SA
Samin Chandeepa
15 min read

Curating a Medical SFT Dataset: From Raw QA Pairs to Instruction-Ready Data

In this post, we build a high-quality Supervised Fine-Tuning (SFT) dataset for medical question answering. We combine three curated sources, apply multi-stage quality filtering and near-duplicate removal, and produce a clean instruction-following dataset.

In the previous posts, we built a medical pretraining corpus and trained MedSLM from scratch. Now we prepare the instruction-following data that will teach MedSLM to answer medical questions like a conversational assistant.

#Why SFT Data Matters

After pre-training on ~148M tokens of raw medical text (PubMed, PMC, clinical guidelines), MedSLM can generate fluent medical text — but it behaves like an autocomplete engine, not a conversational assistant.
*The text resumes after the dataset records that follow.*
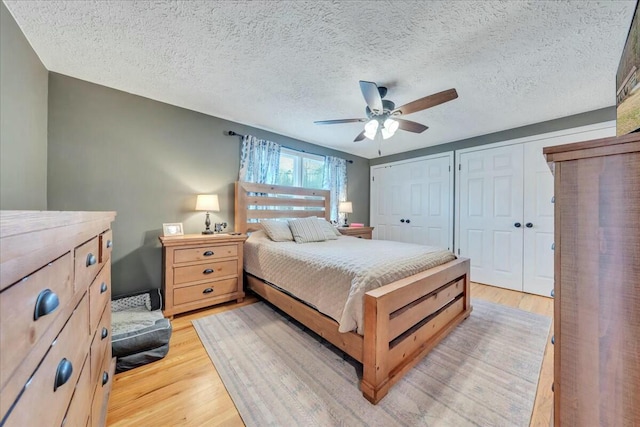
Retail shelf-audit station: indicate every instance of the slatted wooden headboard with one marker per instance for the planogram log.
(255, 202)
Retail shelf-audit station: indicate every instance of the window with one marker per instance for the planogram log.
(300, 169)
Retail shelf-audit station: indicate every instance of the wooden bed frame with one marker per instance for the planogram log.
(403, 320)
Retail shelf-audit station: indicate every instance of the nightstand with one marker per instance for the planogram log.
(360, 232)
(200, 271)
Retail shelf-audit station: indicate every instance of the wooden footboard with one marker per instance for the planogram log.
(404, 320)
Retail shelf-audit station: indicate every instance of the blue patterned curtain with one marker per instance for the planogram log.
(335, 180)
(259, 161)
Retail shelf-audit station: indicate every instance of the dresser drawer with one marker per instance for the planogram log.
(99, 295)
(102, 390)
(205, 253)
(202, 292)
(40, 403)
(80, 406)
(205, 271)
(86, 263)
(101, 340)
(48, 290)
(106, 245)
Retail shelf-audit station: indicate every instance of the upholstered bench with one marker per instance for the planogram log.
(140, 333)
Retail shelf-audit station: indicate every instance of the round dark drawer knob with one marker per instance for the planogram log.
(63, 373)
(91, 259)
(46, 303)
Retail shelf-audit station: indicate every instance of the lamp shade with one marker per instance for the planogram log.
(345, 207)
(208, 202)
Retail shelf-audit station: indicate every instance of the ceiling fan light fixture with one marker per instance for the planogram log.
(390, 128)
(371, 128)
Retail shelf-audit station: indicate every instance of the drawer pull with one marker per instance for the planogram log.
(91, 259)
(46, 303)
(63, 373)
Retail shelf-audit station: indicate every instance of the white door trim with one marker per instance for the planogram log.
(449, 154)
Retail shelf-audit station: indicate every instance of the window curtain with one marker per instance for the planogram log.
(335, 180)
(259, 161)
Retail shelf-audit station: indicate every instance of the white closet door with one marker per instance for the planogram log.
(538, 221)
(491, 203)
(413, 201)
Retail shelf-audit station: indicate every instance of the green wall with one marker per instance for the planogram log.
(583, 119)
(23, 120)
(110, 150)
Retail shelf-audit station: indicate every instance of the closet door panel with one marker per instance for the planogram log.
(491, 203)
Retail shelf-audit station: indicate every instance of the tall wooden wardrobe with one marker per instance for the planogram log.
(597, 282)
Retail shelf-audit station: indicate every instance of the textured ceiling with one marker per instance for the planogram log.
(280, 65)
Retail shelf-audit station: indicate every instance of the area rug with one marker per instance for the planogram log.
(485, 373)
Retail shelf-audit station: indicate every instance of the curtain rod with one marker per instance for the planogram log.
(232, 133)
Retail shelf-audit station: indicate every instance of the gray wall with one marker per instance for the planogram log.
(110, 150)
(23, 120)
(583, 119)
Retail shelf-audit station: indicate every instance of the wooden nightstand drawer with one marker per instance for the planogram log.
(201, 271)
(205, 253)
(204, 271)
(207, 290)
(359, 232)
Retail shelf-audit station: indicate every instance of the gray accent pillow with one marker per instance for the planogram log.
(330, 232)
(278, 231)
(306, 230)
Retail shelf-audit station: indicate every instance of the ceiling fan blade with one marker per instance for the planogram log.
(360, 137)
(427, 102)
(410, 126)
(372, 96)
(335, 122)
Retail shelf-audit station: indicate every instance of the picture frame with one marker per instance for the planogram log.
(172, 229)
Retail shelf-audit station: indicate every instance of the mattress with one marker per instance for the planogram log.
(333, 276)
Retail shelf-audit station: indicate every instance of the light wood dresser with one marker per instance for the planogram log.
(55, 296)
(597, 282)
(360, 232)
(201, 270)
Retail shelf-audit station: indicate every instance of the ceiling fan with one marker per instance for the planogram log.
(382, 114)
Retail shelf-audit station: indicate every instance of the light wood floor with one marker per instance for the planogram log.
(185, 389)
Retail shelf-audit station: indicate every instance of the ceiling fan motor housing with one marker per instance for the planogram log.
(387, 108)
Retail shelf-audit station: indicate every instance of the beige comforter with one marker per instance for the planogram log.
(334, 275)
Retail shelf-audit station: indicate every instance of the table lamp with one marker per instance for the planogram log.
(208, 203)
(345, 208)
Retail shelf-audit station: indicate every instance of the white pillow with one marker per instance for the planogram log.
(306, 230)
(278, 231)
(330, 232)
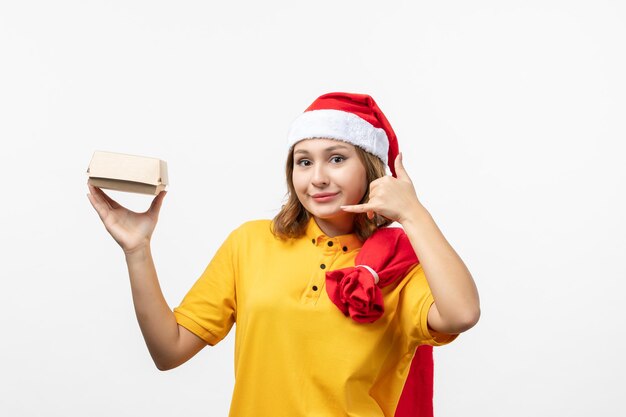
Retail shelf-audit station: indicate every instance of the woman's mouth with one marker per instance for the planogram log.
(324, 197)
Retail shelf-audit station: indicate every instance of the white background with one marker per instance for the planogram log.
(511, 118)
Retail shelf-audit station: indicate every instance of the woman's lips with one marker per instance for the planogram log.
(324, 197)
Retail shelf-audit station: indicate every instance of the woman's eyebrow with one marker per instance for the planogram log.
(329, 149)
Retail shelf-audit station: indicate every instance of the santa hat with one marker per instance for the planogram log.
(352, 118)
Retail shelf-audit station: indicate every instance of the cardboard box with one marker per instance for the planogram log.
(130, 173)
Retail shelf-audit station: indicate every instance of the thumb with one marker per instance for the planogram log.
(401, 173)
(155, 207)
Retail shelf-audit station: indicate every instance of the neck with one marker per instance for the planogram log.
(336, 227)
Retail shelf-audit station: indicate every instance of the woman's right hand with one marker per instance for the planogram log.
(130, 230)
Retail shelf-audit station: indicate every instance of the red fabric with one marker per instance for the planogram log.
(353, 290)
(416, 399)
(366, 108)
(388, 252)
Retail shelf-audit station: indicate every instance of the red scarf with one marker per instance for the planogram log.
(385, 257)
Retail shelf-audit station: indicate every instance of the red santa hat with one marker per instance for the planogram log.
(352, 118)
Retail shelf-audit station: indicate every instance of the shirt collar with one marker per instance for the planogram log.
(318, 237)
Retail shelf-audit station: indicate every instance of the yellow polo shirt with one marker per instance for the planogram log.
(296, 354)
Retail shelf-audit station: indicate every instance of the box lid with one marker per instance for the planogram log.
(126, 167)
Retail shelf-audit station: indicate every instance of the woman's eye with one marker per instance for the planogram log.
(303, 162)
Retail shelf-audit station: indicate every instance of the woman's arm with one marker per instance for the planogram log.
(168, 343)
(456, 307)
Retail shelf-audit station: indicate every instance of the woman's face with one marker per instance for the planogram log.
(327, 174)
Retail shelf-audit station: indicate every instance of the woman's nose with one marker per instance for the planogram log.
(320, 176)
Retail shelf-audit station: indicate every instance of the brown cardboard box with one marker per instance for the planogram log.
(131, 173)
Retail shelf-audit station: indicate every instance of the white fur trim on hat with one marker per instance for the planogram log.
(339, 125)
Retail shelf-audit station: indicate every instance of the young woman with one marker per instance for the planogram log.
(330, 303)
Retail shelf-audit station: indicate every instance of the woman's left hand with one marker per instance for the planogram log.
(393, 198)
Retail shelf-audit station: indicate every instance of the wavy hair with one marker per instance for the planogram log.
(292, 220)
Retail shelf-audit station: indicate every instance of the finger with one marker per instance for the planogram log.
(157, 202)
(101, 208)
(112, 203)
(98, 195)
(357, 208)
(401, 173)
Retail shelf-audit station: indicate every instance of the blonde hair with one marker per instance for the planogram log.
(292, 220)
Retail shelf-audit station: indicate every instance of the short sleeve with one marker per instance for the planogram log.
(209, 308)
(415, 301)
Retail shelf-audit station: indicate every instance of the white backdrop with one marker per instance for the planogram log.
(510, 116)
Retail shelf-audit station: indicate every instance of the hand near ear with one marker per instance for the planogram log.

Supervised Fine-Tuning (SFT) bridges this gap by training the model on curated (instruction, response) pairs, teaching it to answer medical questions accurately and concisely, follow a consistent question-answering format, and provide helpful, structured medical information.

#Pipeline Overview

  1. Dataset Selection & Loading — Load high-quality medical QA datasets from HuggingFace
  2. Data Exploration & Quality Assessment — Understand data distributions, quality, and coverage
  3. Instruction Format Conversion — Convert raw QA pairs into a structured chat template
  4. Quality Filtering & Cleaning — Remove low-quality, too-short, or malformed examples
  5. Near-Duplicate Removal — Remove semantically similar duplicates via MinHash LSH
  6. Train / Validation / Test Split — Stratified splitting for robust evaluation
  7. Dataset Quality Evaluation — Automated quality checks and sample review
  8. Upload to HuggingFace Hub — Push the final dataset for downstream use

#Dataset Selection

For high-quality medical SFT data, we combine three curated sources that cover different aspects of medical knowledge. By combining these sources, we get a diverse dataset that covers detailed medical explanations, textbook-style knowledge, and concise factual recall.
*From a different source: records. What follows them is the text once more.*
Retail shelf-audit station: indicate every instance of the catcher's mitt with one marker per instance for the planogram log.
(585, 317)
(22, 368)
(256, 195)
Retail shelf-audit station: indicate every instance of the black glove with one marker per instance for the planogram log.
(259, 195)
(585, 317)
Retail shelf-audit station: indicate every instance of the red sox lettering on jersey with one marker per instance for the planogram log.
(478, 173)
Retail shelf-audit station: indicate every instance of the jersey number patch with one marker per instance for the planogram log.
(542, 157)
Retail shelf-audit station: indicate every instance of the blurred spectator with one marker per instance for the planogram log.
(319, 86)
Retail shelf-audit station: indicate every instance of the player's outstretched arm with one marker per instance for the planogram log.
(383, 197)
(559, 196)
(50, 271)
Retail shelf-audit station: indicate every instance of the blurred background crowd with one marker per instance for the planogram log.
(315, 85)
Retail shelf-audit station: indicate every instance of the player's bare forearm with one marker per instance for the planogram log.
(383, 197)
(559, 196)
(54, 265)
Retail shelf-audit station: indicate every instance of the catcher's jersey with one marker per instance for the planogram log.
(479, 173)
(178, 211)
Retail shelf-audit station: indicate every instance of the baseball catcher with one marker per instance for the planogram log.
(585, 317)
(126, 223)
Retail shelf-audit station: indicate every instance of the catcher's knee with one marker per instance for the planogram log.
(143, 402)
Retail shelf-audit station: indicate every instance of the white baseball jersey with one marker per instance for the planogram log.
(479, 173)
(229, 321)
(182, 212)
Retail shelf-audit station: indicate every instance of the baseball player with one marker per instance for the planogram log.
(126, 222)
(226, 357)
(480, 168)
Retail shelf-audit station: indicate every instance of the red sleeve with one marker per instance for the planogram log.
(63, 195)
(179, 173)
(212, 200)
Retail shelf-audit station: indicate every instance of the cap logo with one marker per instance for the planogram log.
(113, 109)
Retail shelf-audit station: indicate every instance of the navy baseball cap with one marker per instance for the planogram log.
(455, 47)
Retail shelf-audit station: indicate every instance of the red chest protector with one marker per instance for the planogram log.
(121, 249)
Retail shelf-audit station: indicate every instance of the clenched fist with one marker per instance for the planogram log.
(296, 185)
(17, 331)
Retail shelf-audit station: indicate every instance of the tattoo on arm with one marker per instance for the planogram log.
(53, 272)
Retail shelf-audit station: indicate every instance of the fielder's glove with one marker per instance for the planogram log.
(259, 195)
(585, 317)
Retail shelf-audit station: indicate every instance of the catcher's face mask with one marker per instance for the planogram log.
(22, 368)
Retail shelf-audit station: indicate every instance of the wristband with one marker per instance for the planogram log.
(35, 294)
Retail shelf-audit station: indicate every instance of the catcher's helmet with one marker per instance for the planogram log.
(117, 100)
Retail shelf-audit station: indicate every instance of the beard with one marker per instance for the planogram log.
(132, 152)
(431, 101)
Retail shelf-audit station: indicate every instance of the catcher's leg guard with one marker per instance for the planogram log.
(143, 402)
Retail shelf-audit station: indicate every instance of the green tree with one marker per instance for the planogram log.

SourceRepositoryExamplesFormatStrength
MedQuADkeivalya/MedQuad-MedicalQnADataset16,407QA pairsGold-standard NIH medical QA with detailed answers
WikiDocmedalpaca/medical_meadow_wikidoc10,000Alpaca-styleBroad coverage with textbook-quality explanations
Flashcardsmedalpaca/medical_meadow_medical_flashcards33,955Alpaca-styleConcise fact-based QA for factual recall

Total Raw Examples

59,952

Sources

3

Format

Alpaca-style chat

Language

English

#Global Configuration

All pipeline parameters are defined in a single configuration block. These control quality filtering thresholds, deduplication sensitivity, and output settings. Key design decisions include a minimum answer length of 50 characters (ensuring answers are substantive, not just "Yes" or "No"), a maximum answer length of 4,096 characters (preventing overflow beyond the model's context window), and a MinHash threshold of 0.80 (slightly more aggressive than pre-training since instruction data tends to have more near-duplicates).

CONFIG = {
    "MIN_QUESTION_LENGTH":    10,
    "MAX_QUESTION_LENGTH":    512,
    "MIN_ANSWER_LENGTH":      50,
    "MAX_ANSWER_LENGTH":      4096,
    "MIN_ANSWER_WORDS":       10,
    "MAX_SPECIAL_CHAR_RATIO": 0.25,
    "MINHASH_NUM_PERM":       128,
    "MINHASH_THRESHOLD":      0.80,
    "NGRAM_SIZE":             5,
    "TRAIN_RATIO":            0.90,
    "VAL_RATIO":              0.05,
    "TEST_RATIO":             0.05,
    "TOKENIZER_NAME":         "gpt2",
    "SEED":                   42,
}

#Instruction Format Conversion

Each dataset has a different schema, so we normalize them into a unified instruction-following format. We use a structured Alpaca-style chat template with clear role markers — System, User, and Assistant — that the model can learn to follow during fine-tuning. This format provides clear role separation, a consistent structure across all examples, extensibility for multi-turn conversations, and compatibility with inference (we provide System + User and the model generates the Assistant response).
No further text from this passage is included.